Otro de los aciertos de Retrato del Mezquital es la relación que la autora pudo establecer entre las fotos de Rodríguez y los grabados de Fernando Castro Pacheco. Si bien se trata de un artista con una trayectoria en la ilustración de libros y en el Taller de Gráfica Popular, su obra parece aportar poco a la novela. Subraya la condición miserable, lastimera de la etnia en la región recurriendo a trazos de inspiración expresionista que no llegan a conformar composiciones que compitan con las imágenes de Rodríguez, como nos muestra Haydée al confrontar ejemplos del grabado con la foto que sirvió de inspiración. Me pregunto si la decisión se basó en la traslación que el propio autor había hecho del aspecto testimonial del reportaje a la creación literaria, por lo que consideró necesario trasplantar la fotografía a una expresión plástica como el grabado, tradicionalmente asociado a la denuncia.

 

¿Cómo se ven los otomíes a través de los ojos de Rodríguez? Al inicio la autora señala que La nube estéril “explota la imagen del Mezquital común entre la intelectualidad desde la década de los años treinta en torno a los indígenas en general, sobre todo en el discurso de la educación indígena”. Yo remitiría también a los años veinte y el Departamento de Escuelas Rurales en la SEP, de Puig Casauranc, donde se promovió el conocimiento de técnicas agrícolas y talleres artesanales. De cualquier manera, se trata de iniciativas que pretenden homogeneizar la heterogénea población del país. La autora las compara con la espinosa interpretación de “lo indígena” en el ámbito de la antropología; sostiene que desde los años veinte del siglo XX “se consolidó una noción del indígena como un sujeto naturalmente sumido en la pobreza”, especialmente el del Mezquital, que se definía como una de las zonas más pobres del país.
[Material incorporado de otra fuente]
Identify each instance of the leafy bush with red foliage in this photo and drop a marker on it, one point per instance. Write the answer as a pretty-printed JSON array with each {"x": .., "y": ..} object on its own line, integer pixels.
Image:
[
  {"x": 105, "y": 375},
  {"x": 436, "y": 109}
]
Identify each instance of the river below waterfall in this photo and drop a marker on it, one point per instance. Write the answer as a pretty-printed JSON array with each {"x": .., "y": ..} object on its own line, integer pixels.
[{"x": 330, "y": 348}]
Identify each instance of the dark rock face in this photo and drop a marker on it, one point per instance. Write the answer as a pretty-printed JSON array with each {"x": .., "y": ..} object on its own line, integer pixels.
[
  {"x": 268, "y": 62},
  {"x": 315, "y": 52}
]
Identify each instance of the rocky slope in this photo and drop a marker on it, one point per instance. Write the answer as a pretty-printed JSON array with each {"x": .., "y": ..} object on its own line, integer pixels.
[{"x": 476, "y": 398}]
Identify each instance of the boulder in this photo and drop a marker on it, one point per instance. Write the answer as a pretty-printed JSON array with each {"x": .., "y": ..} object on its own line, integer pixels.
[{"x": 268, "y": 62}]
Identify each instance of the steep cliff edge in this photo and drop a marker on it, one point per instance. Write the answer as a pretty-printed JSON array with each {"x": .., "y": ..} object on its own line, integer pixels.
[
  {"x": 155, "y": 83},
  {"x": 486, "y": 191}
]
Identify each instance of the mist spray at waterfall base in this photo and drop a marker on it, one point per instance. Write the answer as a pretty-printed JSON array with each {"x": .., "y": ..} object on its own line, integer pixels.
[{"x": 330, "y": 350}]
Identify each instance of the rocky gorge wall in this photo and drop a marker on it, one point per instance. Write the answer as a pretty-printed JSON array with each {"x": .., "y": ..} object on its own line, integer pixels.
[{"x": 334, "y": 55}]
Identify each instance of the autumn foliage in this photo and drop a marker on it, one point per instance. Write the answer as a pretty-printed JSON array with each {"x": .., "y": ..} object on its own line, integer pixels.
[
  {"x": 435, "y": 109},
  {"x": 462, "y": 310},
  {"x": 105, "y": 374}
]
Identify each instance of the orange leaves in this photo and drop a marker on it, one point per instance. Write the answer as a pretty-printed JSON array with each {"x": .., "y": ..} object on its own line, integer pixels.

La operación llevada a cabo por Rodríguez refleja, nos dice, las “preocupaciones y proyectos del gobierno” a mediados del siglo pasado. Por ello intervinieron diversas instituciones, iniciando con la Misión Cultural Permanente de Acopan en 1929, de Carlos Basauri. Para 1940, el Mezquital era “una de las zonas indígenas emblemáticas para los proyectos modernizadores del Estado y las instituciones indigenistas”, y en junio de 1951 se anunció el Patrimonio Indígena del Valle del Mezquital; pocos meses antes, Rodríguez había presentado ocho notas sin imagen en El Nacional, que anunciaban los temas que desarrollaría en Mañana y que lo debieron obligar a visitar la región (“Con los otomíes del Mezquital en una tierra sin clemencia”, enero y febrero de 1951).

 

Dejo de lado temas importantes de la investigación que se expande para contextualizar y comprender La nube estéril, y su proceso de resignificación. Porque en cada una de las aristas exploradas, López Hernández va develando capas de significados que la acercan a su objetivo: comprender no una verdad, sino la trama que sustentó el éxito de la novela en nuestro país y el extranjero (hubo traducciones al alemán, eslovaco y ruso, más al hñähñu).

 

Cuando vi por primera ocasión el libro, me intrigó el uso de retrato en el título. Después de leerlo, entendí la narrativa textual y visual que encierra, a la vez que es reflejo e interpretación de la operación realizada por el exiliado portugués entre 1951 y 1952. Una suerte de juego de espejos entre el retrato del Mezquital delineado por el autor, donde los sujetos incluidos en la serie de reportajes figuran como símbolos de la condición de los otomíes, y las lecturas de López Hernández. 

 

* Dirección de Estudios Históricos, INAH.
[1] Véase Rebeca Monroy Nasr, Ases de la cámara: textos sobre fotografía mexicana, México, INAH, 2010.